If there’s a way for you to measure a customer’s actual return on investment, by all means, do it, and tell them about it. For example, Sam’s Wholesale Club tells customers in renewal notices and at checkout exactly how much they’ve saved through their memberships. That’s great, but rarely will it be so simple in the SaaS world. Your customer success metric will more likely be an index of several different factors, some of them quantitative and some of them qualitative.
It is a complex pursuit, but a true customer success strategy involves doing the work eventually to somehow quantify the key business benefits of your product. If your product helps to generate more leads, what is considered a good outcome? Would your users view a five percent increase as success, or should it be closer to 50 percent? Identify your customer’s success point, and your calculation will naturally follow.
You can also think of quantifying revenue uplifts as well as cost savings – two different buckets that can lead to a better ROI.
A Focus on Customer Success Creates Brand Advocates
Customer success isn’t just about reducing churn, though that’s an important metric. It’s about ensuring that your customers’ needs are met beyond the point where they’re simply “satisfied” with your service. As greater customer success is achieved, your users turn into your advocates, recommending your product to their industry peers, and increasing your new sales.
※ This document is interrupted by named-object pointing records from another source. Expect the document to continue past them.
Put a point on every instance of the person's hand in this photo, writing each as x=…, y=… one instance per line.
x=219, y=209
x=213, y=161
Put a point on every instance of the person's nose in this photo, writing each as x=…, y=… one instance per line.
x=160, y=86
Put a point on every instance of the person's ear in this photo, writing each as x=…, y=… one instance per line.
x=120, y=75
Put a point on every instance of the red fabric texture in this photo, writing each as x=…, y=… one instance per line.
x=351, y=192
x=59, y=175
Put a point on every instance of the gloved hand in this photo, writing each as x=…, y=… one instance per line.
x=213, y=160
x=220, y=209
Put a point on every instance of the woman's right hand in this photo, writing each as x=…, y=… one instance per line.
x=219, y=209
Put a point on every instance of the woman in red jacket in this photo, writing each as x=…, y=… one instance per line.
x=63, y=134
Customer advocacy is one of the most important strategies in marketing. It can transform the relationship between businesses and their customers and, in doing so, convert already existing loyal customers into brand advocates and attract new ones in the process.
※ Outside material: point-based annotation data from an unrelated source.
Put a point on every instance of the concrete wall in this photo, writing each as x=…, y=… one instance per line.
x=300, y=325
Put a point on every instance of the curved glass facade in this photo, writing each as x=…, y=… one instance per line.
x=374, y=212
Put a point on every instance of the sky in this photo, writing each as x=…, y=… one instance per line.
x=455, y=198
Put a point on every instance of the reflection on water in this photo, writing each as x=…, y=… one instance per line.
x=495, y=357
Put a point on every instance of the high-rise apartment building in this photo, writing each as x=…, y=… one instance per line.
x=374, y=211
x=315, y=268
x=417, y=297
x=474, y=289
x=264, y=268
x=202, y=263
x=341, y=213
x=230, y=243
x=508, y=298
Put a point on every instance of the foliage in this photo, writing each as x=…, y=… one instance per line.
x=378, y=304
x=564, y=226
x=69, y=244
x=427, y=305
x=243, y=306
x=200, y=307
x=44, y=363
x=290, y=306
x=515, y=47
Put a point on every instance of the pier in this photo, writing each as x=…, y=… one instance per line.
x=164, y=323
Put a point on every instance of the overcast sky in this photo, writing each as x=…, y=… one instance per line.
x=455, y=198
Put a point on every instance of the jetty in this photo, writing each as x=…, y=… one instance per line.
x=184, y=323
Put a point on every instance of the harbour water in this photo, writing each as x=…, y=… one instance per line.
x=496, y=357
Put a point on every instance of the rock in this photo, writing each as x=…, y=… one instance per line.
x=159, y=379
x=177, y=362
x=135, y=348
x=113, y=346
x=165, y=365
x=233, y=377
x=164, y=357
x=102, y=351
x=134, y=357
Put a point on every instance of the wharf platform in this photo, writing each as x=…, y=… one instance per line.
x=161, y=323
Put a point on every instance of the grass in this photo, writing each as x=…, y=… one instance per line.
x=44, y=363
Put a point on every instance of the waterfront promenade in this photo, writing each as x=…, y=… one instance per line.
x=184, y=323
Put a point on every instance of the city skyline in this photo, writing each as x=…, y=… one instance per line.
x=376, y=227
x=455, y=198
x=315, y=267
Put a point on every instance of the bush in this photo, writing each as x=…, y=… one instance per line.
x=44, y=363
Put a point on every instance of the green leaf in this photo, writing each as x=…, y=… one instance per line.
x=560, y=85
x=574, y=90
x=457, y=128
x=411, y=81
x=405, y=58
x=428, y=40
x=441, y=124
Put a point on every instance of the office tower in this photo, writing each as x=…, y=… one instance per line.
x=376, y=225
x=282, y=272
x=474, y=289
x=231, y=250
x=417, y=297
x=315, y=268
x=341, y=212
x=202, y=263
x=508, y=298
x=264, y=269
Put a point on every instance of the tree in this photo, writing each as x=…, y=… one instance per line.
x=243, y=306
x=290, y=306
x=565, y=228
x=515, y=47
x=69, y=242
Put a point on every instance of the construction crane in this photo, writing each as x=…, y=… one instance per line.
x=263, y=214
Learn more by downloading the Go Beyond Retention whitepaper on proven ways to keep customers coming back – and spending more.
A CS strategy is essential for SaaS providers as customer success is a more comprehensive strategic process than in other industries. From the first interactions with the product to the renewal of one’s subscription, customer success is joining path with every process of your customer journey for the overall success of your company.
Keep in mind that it doesn’t come just in a metric measurement form, but it also entails having a dedicated team within your company who works on constant development and adjustments according to your results. Sometimes, a simple thing, such as a direct email or graphic change in the platform, can increase your revenue substantially.
Remember, as Peter Druker said. It is the customer who determines what a business is, what it produces, and whether it will prosper. In the end, customer success will always be the best guarantee of your business’ prosperity!